Odds, Volume, and Ladder Skew: “No Change” 56.5% on $2.81M Matched While “25 bps Increase” Holds 38.5%
This Polymarket market is a price-ladder style slate of mutually exclusive September 2026 outcomes, so each row is its own tradable probability: “No change” sits at Yes 56.5% / No 43.5%, while a “25 bps increase” is still sizable at Yes 38.5% / No 61.5%. Cuts are priced as tail outcomes: “25 bps decrease” at Yes 3.95% / No 96.05% and “50+ bps decrease” at Yes 2.05% / No 97.95%, with an even slimmer “50+ bps increase” at Yes 0.65% / No 99.35%. The headline shift is small on the day (the leading outcome down 3.0 percentage points from 59.5% to 56.5%), but the broader tape shows weakening consensus: the historical summary flags -9.0 pp over both 24h and 7d with moderate volatility, even as the market’s latest 56.5% remains above the last-5 average of 53.9%. In practice, that combination—still-leading “No change,” a persistent 38.5% hike path, and low cut pricing—reads less like a decisive pivot and more like traders keeping multiple rate paths live into the 2026-09-16 resolution window.

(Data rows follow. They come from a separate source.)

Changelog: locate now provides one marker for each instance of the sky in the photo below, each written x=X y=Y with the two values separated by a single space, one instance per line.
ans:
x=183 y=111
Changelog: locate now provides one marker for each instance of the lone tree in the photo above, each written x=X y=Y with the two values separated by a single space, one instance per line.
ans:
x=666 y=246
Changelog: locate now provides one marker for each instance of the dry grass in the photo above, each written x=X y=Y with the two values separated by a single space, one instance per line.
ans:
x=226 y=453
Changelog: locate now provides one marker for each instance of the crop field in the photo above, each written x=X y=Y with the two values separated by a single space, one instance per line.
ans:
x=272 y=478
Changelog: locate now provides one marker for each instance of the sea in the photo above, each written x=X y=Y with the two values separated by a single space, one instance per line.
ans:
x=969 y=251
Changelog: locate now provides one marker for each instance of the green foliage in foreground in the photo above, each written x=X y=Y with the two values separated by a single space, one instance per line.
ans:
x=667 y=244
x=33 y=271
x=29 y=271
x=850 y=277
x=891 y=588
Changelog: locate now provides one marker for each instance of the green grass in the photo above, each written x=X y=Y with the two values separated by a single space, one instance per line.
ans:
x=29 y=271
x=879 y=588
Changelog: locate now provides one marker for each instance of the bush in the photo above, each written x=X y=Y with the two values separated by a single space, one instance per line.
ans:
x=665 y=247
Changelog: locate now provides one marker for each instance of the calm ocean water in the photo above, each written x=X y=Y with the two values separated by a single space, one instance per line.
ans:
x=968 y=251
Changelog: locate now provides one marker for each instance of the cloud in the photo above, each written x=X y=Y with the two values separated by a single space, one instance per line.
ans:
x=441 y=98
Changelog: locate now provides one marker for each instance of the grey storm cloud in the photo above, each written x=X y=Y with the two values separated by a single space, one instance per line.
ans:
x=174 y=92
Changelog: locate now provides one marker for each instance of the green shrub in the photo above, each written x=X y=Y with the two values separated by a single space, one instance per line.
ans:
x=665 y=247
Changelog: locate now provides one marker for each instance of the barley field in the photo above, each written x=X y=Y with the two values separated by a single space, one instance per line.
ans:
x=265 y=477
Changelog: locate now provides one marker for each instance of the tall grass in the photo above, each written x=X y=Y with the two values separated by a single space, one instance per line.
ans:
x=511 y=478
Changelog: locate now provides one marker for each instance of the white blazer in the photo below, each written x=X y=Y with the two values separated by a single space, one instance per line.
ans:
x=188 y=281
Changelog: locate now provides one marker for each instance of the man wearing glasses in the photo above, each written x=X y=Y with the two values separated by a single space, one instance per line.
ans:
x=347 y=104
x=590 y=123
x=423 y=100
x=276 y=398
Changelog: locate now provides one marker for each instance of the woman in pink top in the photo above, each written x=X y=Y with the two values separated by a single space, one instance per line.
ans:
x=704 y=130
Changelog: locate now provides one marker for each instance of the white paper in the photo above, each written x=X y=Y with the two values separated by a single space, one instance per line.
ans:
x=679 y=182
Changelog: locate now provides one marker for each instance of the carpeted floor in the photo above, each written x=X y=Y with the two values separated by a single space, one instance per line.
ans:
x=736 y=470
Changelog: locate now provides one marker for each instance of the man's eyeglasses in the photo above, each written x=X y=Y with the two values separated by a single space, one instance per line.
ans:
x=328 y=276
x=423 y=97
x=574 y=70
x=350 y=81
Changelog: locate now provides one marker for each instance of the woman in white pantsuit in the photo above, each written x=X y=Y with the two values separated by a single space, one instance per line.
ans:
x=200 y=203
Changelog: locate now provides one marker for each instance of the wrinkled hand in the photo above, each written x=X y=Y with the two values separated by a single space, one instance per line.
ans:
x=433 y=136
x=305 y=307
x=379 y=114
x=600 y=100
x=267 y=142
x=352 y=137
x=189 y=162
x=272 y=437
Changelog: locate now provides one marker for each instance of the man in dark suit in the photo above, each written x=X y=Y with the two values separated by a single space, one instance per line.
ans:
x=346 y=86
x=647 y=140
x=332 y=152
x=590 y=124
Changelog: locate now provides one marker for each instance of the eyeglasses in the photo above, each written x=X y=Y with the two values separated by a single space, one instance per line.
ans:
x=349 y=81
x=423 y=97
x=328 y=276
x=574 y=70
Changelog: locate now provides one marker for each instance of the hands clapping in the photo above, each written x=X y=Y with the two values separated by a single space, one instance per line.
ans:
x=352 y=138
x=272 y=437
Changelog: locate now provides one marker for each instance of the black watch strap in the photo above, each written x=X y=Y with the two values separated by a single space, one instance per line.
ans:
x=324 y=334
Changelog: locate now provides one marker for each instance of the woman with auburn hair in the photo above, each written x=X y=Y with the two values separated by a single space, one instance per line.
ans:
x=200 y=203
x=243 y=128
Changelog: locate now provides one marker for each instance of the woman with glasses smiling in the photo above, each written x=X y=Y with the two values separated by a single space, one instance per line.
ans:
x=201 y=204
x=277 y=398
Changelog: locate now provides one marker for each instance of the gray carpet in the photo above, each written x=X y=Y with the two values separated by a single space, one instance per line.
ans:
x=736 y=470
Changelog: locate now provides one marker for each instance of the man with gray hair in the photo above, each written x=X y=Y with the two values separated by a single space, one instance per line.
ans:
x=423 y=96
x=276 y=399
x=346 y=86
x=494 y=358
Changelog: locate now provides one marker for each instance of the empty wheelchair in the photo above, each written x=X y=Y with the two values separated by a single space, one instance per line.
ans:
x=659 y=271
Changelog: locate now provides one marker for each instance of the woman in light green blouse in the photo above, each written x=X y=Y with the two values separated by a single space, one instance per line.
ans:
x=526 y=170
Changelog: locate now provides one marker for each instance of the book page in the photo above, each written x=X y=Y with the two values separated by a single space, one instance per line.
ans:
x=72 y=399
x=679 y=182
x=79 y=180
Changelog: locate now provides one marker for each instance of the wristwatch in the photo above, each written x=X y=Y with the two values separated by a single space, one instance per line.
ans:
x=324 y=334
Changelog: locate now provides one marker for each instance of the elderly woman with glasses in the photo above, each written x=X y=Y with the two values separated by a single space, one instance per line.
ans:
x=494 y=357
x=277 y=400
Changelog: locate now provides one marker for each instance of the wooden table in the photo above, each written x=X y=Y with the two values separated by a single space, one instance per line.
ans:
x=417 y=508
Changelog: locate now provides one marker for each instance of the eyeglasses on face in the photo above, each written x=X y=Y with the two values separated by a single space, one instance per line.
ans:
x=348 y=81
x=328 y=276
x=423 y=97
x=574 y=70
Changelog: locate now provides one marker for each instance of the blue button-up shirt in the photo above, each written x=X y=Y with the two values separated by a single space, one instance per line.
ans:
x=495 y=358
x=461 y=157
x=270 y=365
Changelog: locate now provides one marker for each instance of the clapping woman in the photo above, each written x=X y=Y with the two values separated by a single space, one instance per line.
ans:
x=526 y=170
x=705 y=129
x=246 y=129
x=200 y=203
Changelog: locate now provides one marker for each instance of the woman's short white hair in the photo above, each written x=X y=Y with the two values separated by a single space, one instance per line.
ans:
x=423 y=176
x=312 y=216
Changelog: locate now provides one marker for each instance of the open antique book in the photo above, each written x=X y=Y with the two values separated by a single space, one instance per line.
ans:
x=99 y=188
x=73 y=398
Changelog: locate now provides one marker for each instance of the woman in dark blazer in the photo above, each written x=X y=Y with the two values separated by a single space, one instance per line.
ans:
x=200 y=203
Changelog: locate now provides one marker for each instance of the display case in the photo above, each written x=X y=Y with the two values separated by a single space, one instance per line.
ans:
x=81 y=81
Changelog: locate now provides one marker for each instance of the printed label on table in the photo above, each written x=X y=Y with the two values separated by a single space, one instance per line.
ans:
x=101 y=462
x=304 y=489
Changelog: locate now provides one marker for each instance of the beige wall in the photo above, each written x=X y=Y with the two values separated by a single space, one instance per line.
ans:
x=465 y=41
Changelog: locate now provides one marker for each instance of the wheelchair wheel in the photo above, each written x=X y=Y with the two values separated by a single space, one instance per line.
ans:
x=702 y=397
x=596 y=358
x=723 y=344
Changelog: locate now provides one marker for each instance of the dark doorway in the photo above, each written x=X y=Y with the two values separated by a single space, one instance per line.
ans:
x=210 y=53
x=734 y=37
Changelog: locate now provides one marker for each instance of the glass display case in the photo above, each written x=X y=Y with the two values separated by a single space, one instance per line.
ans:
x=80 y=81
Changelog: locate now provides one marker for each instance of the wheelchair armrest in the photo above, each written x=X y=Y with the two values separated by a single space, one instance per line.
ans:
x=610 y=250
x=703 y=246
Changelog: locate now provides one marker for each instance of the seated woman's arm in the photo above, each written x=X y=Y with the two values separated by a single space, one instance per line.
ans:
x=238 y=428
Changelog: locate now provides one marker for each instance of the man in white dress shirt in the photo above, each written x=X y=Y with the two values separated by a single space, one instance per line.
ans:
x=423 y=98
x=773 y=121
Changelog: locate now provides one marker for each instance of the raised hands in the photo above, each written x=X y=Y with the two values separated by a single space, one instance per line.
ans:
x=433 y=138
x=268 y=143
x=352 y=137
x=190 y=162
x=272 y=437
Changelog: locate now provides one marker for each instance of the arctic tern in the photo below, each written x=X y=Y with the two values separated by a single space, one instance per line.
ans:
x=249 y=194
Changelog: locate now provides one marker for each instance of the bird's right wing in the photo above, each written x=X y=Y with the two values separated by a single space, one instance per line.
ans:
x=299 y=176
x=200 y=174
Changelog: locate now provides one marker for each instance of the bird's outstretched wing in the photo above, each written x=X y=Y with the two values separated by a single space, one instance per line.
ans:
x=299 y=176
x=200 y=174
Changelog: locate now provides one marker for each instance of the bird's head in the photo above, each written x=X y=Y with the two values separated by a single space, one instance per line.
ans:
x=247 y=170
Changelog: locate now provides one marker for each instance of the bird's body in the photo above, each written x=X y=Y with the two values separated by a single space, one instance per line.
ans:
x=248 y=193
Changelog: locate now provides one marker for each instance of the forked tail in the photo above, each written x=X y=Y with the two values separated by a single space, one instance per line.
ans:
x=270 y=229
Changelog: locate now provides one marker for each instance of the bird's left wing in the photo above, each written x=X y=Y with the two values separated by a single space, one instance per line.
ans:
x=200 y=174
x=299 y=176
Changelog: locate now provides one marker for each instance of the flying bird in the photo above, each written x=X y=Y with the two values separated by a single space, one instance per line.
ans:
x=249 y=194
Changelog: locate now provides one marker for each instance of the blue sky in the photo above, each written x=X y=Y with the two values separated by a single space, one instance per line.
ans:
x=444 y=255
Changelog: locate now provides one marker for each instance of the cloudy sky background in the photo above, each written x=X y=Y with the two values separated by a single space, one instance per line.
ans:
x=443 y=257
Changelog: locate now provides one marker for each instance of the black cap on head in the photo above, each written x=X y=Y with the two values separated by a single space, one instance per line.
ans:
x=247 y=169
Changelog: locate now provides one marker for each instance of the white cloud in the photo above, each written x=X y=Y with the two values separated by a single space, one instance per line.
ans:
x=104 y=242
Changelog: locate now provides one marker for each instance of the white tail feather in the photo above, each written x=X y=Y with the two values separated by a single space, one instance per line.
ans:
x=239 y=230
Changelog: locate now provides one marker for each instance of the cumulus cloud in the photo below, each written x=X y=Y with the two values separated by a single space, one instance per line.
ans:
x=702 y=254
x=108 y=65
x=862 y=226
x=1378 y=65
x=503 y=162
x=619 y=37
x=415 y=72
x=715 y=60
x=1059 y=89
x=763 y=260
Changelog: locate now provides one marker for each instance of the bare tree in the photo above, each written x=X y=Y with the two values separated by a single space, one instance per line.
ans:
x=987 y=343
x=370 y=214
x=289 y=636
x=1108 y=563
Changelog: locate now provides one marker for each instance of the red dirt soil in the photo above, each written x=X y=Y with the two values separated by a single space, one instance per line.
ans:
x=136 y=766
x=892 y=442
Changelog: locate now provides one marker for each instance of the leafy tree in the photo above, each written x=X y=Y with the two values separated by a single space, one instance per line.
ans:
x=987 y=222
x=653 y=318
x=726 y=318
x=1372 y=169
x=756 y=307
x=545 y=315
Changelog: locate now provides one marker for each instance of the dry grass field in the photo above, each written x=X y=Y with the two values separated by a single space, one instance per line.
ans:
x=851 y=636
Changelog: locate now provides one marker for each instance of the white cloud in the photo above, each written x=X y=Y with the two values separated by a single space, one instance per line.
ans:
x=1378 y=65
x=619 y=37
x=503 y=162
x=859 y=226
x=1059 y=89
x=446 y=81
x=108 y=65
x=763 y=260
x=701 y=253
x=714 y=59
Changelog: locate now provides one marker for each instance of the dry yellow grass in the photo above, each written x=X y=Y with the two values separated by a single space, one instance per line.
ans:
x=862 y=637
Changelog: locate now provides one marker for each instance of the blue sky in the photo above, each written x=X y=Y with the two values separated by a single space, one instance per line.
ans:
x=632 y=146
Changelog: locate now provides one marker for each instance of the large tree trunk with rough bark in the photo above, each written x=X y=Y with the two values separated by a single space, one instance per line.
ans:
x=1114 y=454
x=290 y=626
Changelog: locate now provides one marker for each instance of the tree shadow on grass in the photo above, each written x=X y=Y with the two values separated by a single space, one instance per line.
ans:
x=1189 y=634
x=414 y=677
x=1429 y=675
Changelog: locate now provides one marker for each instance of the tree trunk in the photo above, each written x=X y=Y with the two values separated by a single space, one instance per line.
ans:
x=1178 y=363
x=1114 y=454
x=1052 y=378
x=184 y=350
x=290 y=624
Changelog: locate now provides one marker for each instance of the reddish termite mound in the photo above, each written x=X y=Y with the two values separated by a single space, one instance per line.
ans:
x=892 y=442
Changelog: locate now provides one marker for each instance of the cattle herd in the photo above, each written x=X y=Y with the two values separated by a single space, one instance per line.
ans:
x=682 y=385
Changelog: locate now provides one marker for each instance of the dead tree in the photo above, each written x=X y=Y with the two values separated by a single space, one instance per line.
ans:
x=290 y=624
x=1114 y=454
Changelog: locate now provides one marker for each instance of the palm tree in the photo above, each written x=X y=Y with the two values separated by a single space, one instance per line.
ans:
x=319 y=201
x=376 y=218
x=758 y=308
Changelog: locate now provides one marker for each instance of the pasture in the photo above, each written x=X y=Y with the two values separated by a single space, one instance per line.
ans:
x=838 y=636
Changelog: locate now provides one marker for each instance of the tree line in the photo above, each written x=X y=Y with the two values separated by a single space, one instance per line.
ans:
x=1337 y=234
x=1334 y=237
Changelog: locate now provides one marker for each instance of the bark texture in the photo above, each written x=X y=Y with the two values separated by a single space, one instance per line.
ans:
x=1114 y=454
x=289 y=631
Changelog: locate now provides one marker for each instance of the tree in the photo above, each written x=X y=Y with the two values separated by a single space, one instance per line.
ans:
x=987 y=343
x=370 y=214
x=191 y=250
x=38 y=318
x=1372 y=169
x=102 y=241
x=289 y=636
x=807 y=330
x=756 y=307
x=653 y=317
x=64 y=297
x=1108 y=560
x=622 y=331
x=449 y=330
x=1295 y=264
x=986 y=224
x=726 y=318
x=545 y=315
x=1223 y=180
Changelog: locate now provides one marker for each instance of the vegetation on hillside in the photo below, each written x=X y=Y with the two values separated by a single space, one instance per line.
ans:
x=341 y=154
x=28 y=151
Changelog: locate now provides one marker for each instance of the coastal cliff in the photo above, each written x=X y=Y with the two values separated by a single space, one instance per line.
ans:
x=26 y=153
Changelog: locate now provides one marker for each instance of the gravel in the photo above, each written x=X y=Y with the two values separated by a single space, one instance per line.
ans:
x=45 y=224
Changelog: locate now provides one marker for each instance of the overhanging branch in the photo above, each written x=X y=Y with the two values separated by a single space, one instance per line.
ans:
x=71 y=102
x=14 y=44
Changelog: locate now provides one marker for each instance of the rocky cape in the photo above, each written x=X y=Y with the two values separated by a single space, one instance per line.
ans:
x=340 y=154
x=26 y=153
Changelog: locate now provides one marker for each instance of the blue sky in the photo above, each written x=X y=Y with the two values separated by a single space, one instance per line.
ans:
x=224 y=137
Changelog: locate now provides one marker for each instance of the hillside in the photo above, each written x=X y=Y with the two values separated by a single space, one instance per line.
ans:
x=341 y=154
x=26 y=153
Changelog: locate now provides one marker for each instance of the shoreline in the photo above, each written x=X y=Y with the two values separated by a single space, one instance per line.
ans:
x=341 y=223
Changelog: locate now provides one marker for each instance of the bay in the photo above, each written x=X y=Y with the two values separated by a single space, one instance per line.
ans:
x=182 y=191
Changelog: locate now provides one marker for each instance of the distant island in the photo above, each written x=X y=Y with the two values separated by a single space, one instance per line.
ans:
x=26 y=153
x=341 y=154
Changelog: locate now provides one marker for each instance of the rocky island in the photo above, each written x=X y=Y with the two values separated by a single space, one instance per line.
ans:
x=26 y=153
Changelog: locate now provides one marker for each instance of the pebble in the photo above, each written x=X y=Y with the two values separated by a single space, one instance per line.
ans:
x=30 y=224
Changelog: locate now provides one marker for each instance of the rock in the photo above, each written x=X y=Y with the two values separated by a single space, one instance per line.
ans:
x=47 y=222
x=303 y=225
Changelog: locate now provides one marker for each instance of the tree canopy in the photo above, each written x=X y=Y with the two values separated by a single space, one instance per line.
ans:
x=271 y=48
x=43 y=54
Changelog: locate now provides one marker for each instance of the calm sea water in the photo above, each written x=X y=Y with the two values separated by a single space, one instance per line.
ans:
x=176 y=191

Watch whether the “No change” line can hold above the last-5 average (53.9%) while matched volume remains around the current $2.81M level; the clean tell will be if probability leaks into “25 bps increase” (38.5%) or starts to meaningfully lift the cut rungs (3.95% and 2.05%) ahead of the September 16, 2026 resolution.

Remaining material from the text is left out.